From Rademacher's theorem we know that 'every Lipschitz function ($\mathbb R^n \to \mathbb R$) is differentiable almost everywhere'.
My question is that "is the converse of the Rademacher's theorem true?".If not true then what will be a counterexample.
Please someone help..
Thank you..
On
I will add my two cents on this subject for future readers since I find the content of this conversation quite misleading. If you read the statement of Rademacher as you stated then of course everything breaks.
The problem is that the property of being a Lipschitz function is the existence of some $K>0$ such that $$ \frac{|f(x)-f(y)|}{\|x-y\|}\leq K. $$ This formula is basically saying that whenever the derivative exists it will be bounded by $K$. So we can roughly identify the Lipschitz functions with functions with bounded derivatives, at least on a colloquial discourse.
Having pointed this out the statement of Rademacher theorem should include this little part and therefore stating that any Lipschitz function is differentiable almost everywhere and with derivative bounded by the Lipschitz constant of the function.

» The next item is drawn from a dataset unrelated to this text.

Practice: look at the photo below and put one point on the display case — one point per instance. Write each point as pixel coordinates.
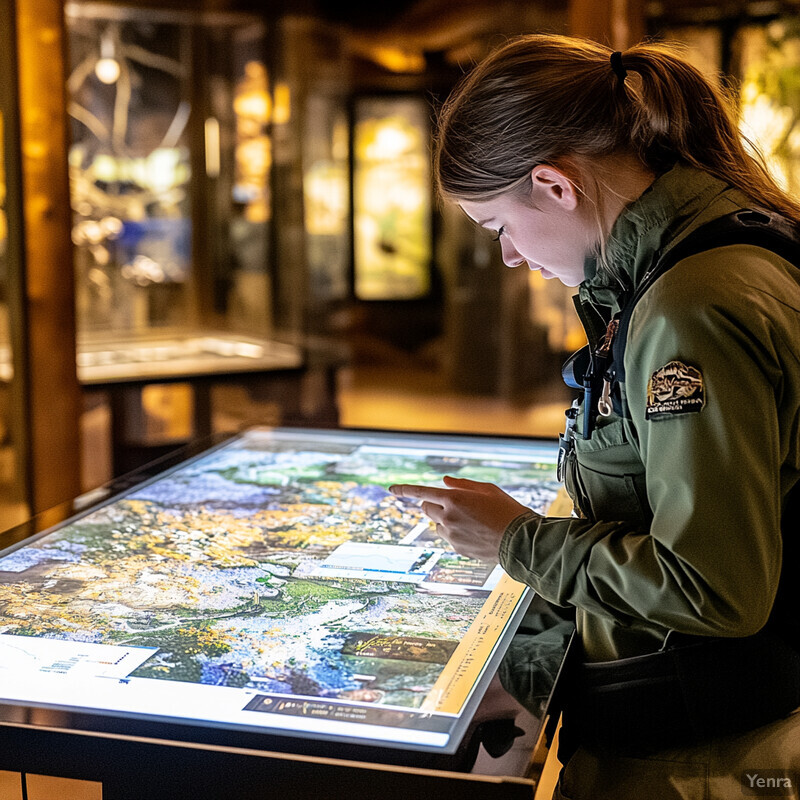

If you are familiar with Sobolev spaces, what this statement is saying is literally that we have an embedding $$ \mathrm{Lip}(\mathbb R^d)\to W^{1,\infty}(\mathbb R^d), $$ where if you aren't familiar with Sobolev spaces $W^{1,\infty}(\mathbb R^d)$ is the space of functions with bounded weak derivative, which could be seen as an almost everywhere standard derivative if you were to assume absolute continuity on all lines.
Now the converse statement to the Rademacher's theorem is when a function $f\in W^{1,\infty}(\mathbb R^d)$ is Lipschitz continuous. That reduces to ask when it is continuous, since by having a continuous function with bounded almost everywhere derivativative we already have a Lipschitz function.
To solve this the Sobolev embeddings come to our aid by saying that if we have $d\leq pk$, $\alpha\in(0,1]$, and $r\in\mathbb N$ we have $$ W^{k,p}(\mathbb R^d)\subseteq C^{r,\alpha}(\mathbb R^d) $$ whenever $$ \frac{1}{p}-\frac{k}{d}=-\frac{r+\alpha}{d}. $$ By plugging $p=+\infty$ we obtain $r=0$ and $\alpha=1$ thus obtaining the desired identification.
The converse states that an almost everywhere differentiable function is Lipschitz.
This is not true: choose for example $f\colon x\mapsto \left\lVert x\right\rVert^2$. There are of course many other counter-examples. The idea is that we do not control the derivative and which may be unbounded.